Journalists escorted into Bab Al-Aziziyah after Zuma arrived found a group of around 160 African visitors to Libya chanting pro-Gaddafi slogans and waving flags of nations including Chad, Niger and Ghana, in an apparent show of pan-African unity.
Britain said on Sunday it was to add "bunker-busting" bombs to the arsenal its warplanes are using over Libya, a weapon it said would send a message to Gaddafi that it was time to quit.
"Our operation in Libya is achieving its objectives ... We have seriously degraded Gaddafi's ability to kill his own people," NATO Secretary-General Anders Fogh Rasmussen told a NATO forum in Varna, Bulgaria.
"Gaddafi's reign of terror is coming to an end," he said.
Gaddafi denies attacking civilians, saying his forces were obliged to act to contain armed criminal gangs and al Qaeda militants. He says the NATO intervention is an act of colonial aggression aimed at grabbing Libya's plentiful oil reserves.
NATO increases military pressure
Britain and other NATO powers are ratcheting up the military pressure to break a deadlock that has seen Gaddafi hold on to power despite a rebellion and weeks of air strikes.
US Admiral Samuel Locklear, commander of the Joint Operations Command at Naples, declined to comment on whether NATO would put forces on the ground but suggested a small force may be needed to help the rebels once Gaddafi's rule collapses.
Britain said the Enhanced Paveway III bombs, each weighing nearly a tonne and capable of penetrating the roof or wall of a reinforced building, had arrived at the Italian air base from where British warplanes fly missions over Libya.
The military alliance says it is acting under a mandate from the United Nations to protect civilians from attack by security forces trying to put down the rebellion against Gaddafi.
But the more aggressive tactics risk causing divisions within the fragile alliance backing the intervention, and could also lead to NATO being dragged closer towards putting its troops on Libyan soil, something it is anxious to avoid.

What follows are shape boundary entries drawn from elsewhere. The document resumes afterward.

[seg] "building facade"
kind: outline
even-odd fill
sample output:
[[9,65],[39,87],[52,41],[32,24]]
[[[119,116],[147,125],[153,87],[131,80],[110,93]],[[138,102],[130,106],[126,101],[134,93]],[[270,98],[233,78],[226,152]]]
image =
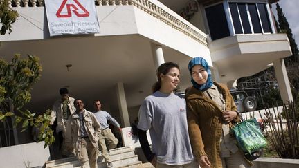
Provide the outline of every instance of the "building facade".
[[89,111],[93,100],[101,100],[123,127],[138,116],[160,64],[179,63],[183,91],[191,85],[188,63],[197,56],[208,61],[215,80],[230,87],[273,64],[282,97],[292,100],[283,62],[291,51],[287,35],[276,32],[275,1],[96,0],[100,33],[53,37],[43,0],[13,0],[20,17],[12,32],[0,37],[1,57],[41,59],[30,111],[51,109],[59,88],[67,87]]

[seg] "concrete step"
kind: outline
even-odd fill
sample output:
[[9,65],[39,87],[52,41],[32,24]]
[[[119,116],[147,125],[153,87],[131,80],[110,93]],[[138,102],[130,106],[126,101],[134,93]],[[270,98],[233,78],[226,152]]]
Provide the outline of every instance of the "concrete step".
[[[141,165],[138,156],[134,154],[134,151],[130,147],[119,148],[110,151],[110,157],[112,160],[114,167],[130,167],[137,168]],[[98,167],[106,167],[102,156],[98,158]],[[46,167],[51,168],[71,168],[80,167],[80,163],[75,157],[70,157],[56,160],[48,161],[46,164]]]
[[[111,160],[117,160],[121,157],[134,156],[134,151],[129,147],[117,148],[110,150],[110,157]],[[98,162],[104,161],[102,153],[100,152],[100,156],[98,158]],[[65,162],[71,162],[77,160],[75,157],[69,157],[66,158],[58,159],[55,160],[51,160],[46,162],[46,167],[52,167],[55,165],[60,165]]]
[[[69,167],[75,167],[75,168],[80,168],[81,166],[80,165],[80,162],[78,162],[79,165],[73,164],[73,167],[59,167],[60,168],[69,168]],[[113,167],[131,167],[131,168],[135,168],[138,167],[138,165],[141,165],[141,162],[138,160],[137,156],[129,156],[127,158],[124,158],[119,160],[112,160],[112,165]],[[105,162],[98,162],[98,168],[106,168],[107,164]]]

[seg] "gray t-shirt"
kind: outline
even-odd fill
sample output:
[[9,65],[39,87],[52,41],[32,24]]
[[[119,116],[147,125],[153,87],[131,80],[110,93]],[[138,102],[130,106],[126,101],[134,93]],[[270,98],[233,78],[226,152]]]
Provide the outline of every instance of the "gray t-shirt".
[[183,97],[158,91],[140,107],[138,128],[150,129],[152,150],[159,163],[180,165],[193,160],[185,106]]

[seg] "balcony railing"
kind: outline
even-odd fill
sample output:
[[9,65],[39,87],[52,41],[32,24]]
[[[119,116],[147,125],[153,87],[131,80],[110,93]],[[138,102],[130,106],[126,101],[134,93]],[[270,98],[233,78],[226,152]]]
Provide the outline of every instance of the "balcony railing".
[[[96,0],[96,6],[134,6],[170,26],[207,46],[206,36],[149,0]],[[44,6],[44,0],[10,0],[10,7]]]

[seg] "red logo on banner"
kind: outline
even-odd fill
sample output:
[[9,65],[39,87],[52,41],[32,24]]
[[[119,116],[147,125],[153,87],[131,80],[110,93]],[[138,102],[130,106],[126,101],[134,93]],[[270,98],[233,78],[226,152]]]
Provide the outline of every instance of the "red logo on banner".
[[[71,17],[71,8],[73,8],[72,11],[75,13],[75,15],[77,17],[88,17],[89,16],[89,12],[80,3],[80,2],[78,0],[74,0],[74,2],[75,4],[66,4],[68,0],[64,0],[59,8],[57,12],[56,12],[56,16],[57,17]],[[66,10],[67,10],[67,14],[61,14],[62,9],[64,8],[64,6],[66,4]],[[79,8],[80,8],[82,10],[83,10],[84,13],[79,13],[77,10]]]

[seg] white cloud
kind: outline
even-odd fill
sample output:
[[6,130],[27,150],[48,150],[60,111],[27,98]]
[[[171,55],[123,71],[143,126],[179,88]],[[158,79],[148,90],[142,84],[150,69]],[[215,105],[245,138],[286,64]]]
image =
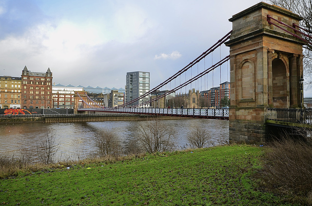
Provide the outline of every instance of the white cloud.
[[182,56],[182,54],[179,52],[175,51],[169,54],[162,53],[159,55],[156,55],[154,59],[176,59],[181,56]]

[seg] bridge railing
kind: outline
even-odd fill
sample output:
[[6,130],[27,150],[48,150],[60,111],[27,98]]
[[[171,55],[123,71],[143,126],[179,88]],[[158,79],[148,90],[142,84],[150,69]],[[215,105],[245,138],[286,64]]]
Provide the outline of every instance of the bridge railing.
[[229,109],[218,108],[80,108],[78,111],[100,111],[107,112],[136,113],[142,114],[159,114],[161,115],[175,115],[228,119]]
[[312,124],[312,109],[268,108],[267,120],[285,122]]

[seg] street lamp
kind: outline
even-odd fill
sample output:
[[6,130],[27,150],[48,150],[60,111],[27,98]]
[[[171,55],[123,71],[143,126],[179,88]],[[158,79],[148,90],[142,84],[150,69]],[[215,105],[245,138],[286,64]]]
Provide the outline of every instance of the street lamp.
[[303,76],[301,76],[300,79],[299,80],[299,83],[300,84],[300,108],[302,109],[302,94],[303,89]]

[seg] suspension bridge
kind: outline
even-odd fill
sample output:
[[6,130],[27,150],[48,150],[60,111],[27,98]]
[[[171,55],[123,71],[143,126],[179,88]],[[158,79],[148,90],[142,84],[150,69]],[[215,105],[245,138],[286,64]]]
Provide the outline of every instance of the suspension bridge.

13 people killed in Zlitan
Further deepening their involvement, Britain and France have said they will deploy attack helicopters over Libya to better pick out pro-Gaddafi forces. Helicopters are more vulnerable to attack from the ground than high-flying warplanes.
Rebels control the east of Libya around the city of Benghazi, Libya's third-biggest city Misrata, and a mountain range stretching from the town of Ziltan, 150 km (95 miles) south of Tripoli, towards the border with Tunisia.
Helped by NATO air support, the rebels have been able to repel attacks by pro-Gaddafi forces but in many places they are still under bombardment and cut off from supplies.
Libyan state television reported that NATO air strikes killed 13 people in Zlitan on Monday, the next town westwards on the coast road towards Tripoli from Misrata.
The state news agency Jana also reported that NATO air strikes hit the Tiji area, near the Western Mountain town of Nalut, overnight, causing "human and material losses".